HDB resale prices dipped 0.2% in Q2
Older flats of more than 30 years old find it difficult to attract buyers.
The Housing Development Board’s (HDB) resale price index (RPI) has hit 130.8 in Q2, representing a 0.2% fall from the 131 RPI in Q1.
“Prices have been fluctuating within a very narrow -1 and 1% QoQ price change over the last 18 quarters, indicating that resale prices have stabilised,” said Christine Sun, head of research & consultancy at OrangeTee & Tie. “HDB resale prices have moderated as competition for buyers may have intensified with more HDB flats being placed in the resale market in recent months.”

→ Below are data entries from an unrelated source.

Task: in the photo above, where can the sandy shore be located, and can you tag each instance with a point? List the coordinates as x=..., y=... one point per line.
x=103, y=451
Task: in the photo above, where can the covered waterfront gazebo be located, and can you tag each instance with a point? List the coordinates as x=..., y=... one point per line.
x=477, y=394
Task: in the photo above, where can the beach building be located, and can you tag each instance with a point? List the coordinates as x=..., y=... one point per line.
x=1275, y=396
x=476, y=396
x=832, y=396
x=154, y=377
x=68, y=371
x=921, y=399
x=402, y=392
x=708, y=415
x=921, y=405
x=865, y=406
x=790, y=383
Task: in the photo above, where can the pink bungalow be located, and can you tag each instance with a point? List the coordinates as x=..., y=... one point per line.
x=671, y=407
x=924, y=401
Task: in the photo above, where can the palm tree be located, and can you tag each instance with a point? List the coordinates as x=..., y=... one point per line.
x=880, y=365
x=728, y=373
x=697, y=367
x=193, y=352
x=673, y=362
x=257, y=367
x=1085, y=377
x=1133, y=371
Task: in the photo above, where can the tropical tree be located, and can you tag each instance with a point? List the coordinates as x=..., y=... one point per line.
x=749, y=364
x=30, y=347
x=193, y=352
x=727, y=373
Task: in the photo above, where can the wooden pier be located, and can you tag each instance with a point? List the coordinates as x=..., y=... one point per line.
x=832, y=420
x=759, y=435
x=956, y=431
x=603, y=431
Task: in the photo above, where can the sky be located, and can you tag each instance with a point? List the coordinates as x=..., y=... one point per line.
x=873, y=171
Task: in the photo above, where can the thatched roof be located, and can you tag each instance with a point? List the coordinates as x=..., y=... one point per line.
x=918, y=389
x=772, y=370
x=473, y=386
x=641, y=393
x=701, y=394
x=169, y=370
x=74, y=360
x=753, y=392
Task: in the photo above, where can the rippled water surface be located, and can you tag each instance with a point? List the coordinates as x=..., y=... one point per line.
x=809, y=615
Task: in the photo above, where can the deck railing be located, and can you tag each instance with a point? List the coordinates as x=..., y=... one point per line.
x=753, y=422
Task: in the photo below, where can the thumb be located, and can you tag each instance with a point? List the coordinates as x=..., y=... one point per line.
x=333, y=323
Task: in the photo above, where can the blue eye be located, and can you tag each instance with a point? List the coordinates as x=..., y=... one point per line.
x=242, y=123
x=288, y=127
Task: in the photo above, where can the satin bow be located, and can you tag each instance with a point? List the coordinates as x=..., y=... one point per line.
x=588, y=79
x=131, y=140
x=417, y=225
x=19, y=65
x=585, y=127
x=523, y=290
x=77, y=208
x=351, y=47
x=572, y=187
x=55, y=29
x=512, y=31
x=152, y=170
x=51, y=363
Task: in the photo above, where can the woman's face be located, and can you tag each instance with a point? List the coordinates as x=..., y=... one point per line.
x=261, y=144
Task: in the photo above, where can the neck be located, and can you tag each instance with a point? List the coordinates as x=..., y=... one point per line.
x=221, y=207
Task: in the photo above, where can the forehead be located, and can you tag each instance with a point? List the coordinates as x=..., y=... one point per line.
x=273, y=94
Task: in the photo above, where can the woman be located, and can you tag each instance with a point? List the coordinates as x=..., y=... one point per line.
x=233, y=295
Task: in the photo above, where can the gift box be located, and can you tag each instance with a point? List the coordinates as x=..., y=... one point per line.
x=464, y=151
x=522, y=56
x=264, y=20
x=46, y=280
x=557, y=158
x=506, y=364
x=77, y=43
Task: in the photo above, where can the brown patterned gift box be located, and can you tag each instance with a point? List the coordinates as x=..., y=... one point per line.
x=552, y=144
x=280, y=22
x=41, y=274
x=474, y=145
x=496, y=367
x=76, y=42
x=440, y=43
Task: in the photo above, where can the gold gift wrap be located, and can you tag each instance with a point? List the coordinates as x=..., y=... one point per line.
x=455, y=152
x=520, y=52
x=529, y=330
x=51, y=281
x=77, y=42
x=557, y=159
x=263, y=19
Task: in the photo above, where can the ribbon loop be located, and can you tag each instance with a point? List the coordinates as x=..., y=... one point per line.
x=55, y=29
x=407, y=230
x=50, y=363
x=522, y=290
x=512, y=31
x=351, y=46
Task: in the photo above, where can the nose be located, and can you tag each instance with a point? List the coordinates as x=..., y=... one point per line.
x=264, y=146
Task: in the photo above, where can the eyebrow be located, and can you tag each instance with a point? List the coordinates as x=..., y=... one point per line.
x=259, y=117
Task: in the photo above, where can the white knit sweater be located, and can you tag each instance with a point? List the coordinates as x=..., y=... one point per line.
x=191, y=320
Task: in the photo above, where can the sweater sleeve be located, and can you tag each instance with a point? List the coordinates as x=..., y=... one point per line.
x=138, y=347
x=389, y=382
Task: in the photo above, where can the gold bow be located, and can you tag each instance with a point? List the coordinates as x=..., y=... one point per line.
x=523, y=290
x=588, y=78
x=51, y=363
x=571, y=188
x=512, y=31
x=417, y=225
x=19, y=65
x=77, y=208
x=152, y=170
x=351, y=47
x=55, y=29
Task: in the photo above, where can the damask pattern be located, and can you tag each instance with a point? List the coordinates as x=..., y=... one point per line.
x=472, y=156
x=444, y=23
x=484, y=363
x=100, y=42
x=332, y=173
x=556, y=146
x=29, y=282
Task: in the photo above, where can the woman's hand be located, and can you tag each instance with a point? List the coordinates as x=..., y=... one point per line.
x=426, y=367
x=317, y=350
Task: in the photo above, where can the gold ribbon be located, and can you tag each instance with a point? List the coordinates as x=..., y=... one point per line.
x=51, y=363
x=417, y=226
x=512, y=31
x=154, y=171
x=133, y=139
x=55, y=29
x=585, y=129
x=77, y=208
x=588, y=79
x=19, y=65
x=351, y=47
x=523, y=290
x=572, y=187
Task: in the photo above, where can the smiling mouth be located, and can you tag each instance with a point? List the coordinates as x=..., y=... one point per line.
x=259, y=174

Meanwhile, Sze Teck Lee, head of research at Huttons Asia, cited that another factor behind the RPI’s decline is that there are older flats have more stock than that of younger flats’ stock.
“A two tier market is taking root in the HDB resale market. Other flats of more than 30 years are finding it difficult to attract buyers and achieving prices higher than earlier transactions because of the age. Younger flats of less than 10 years on the other hand are commanding higher prices,” Lee explained.
Sun is optimistic that prices may continue to stabilise in effect of the government’s policy changes that will allow buyers to use more Central Provident Fund (CPF) monies to buy HDB flats.
HDB announced that it will offer about 3,300 Build-To-Order (BTO) flats in Punggol and Tampines in August and about 4,500 BTO flats in Ang Mo Kio, Tampines and Tengah in November. Concurrent Re-Offer of Balance Flats (ROF) and Sales of Balance Flats exercises are slated in August and November respectively as well.
Meanwhile, unselected ROF flats are available for open booking throughout the year.
“We anticipate that HDB resale transactions will continue to rise this year and prices may face further downward pressure from the increasing flat supply in the coming months. Competition for buyers may also intensify with the upcoming BTO exercise,” Sun concluded.